Because PCI Compliance is not required by federal law in the United States, it is not regularly promoted by payments related organizations.
However, reviewing several important stats should make payments companies and businesses alike take compliance more seriously.
43 percent of all cyber attacks target small businesses.
Businesses that are victims of attacks spent an average of $879,582 because of damage or theft of IT assets.
60 percent of those companies go out of business within six months of an attack happening.
What Could Happen if Your Business Avoids Compliance?
a) Financial Losses
Non-PCI compliant merchants and payment processors can face fines from credit card companies between $5,000 to $500,000, depending on a variety of factors.
Additional costs include:
Notification, card re-issuance, and credit monitoring costs for affected parties
Forensic investigation and remediation costs
b) You May Lose The Ability To Accept Credit Cards
Perhaps even more harmful than fines, credit card companies may also revoke the right of a business to process credit card transactions, placing that business on the MATCH list, and nearly eliminating their ability to be approved to accept payments in the future.
c) You May Lose Clients
Damage to your reputation, lost business and reduced consumer confidence are just some of the after-effects of a data breach. Reports show that 69% of consumers would be less inclined to conduct business with a breached business.
How Is PCI Compliance Validated?
The PCI DSS includes requirements for security management, policies, procedures, network architecture, software design, and other critical protective measures intended to proactively protect customer account data. Each card scheme has its own programs that help merchants attain compliance with the PCI DSS.
There are two main components of validation:
Completing the Self-Assessment Questionnaire (SAQ)
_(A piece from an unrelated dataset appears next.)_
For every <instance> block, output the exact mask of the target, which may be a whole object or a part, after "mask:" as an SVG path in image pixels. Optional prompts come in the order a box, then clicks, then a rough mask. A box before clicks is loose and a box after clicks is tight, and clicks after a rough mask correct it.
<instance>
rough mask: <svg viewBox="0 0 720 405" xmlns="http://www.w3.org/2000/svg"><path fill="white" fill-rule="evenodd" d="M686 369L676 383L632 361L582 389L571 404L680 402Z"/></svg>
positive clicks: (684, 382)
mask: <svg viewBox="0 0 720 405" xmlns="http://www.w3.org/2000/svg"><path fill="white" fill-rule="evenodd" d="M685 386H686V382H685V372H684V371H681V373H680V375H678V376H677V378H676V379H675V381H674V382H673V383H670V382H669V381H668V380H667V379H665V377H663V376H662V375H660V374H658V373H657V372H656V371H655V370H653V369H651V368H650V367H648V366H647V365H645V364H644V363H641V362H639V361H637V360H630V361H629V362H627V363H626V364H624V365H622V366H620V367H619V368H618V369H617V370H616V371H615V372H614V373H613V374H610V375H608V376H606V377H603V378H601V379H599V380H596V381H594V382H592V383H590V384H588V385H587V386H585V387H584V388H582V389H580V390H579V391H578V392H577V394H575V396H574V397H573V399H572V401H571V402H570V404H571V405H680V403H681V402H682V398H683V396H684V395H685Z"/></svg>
Undergoing quarterly Vulnerability Scans performed by an Approved Scanning Vendor
Using Our Partner PCI Validation Service
To help your business meet your PCI DSS compliance requirements and to facilitate the validation process, Hadfield Group has teamed up with SecurityMetrics, Sysnet, and Aperia, accredited Qualified Security Assessors (QSA) and Approved Scanning Vendors (ASV). Their vulnerability assessment and compliance management solution provides the following benefits:
Scanning engine that tests for more than 3,000 vulnerabilities
Online Self-Assessment Questionnaire
Detailed compliance status reporting
Remediation services to address security vulnerabilities and achieve compliance more quickly
Comprehensive online support resources
Multi-lingual help desk support
As cyber criminals continue to target small businesses, business owners and employees need to know how to protect both their customers and themselves. PCI Compliance should be successfully completed annually by every business involved in accepting electronic forms of payments. Make sure to write down your annual renewal date, but to be safe, just not any full credit card numbers.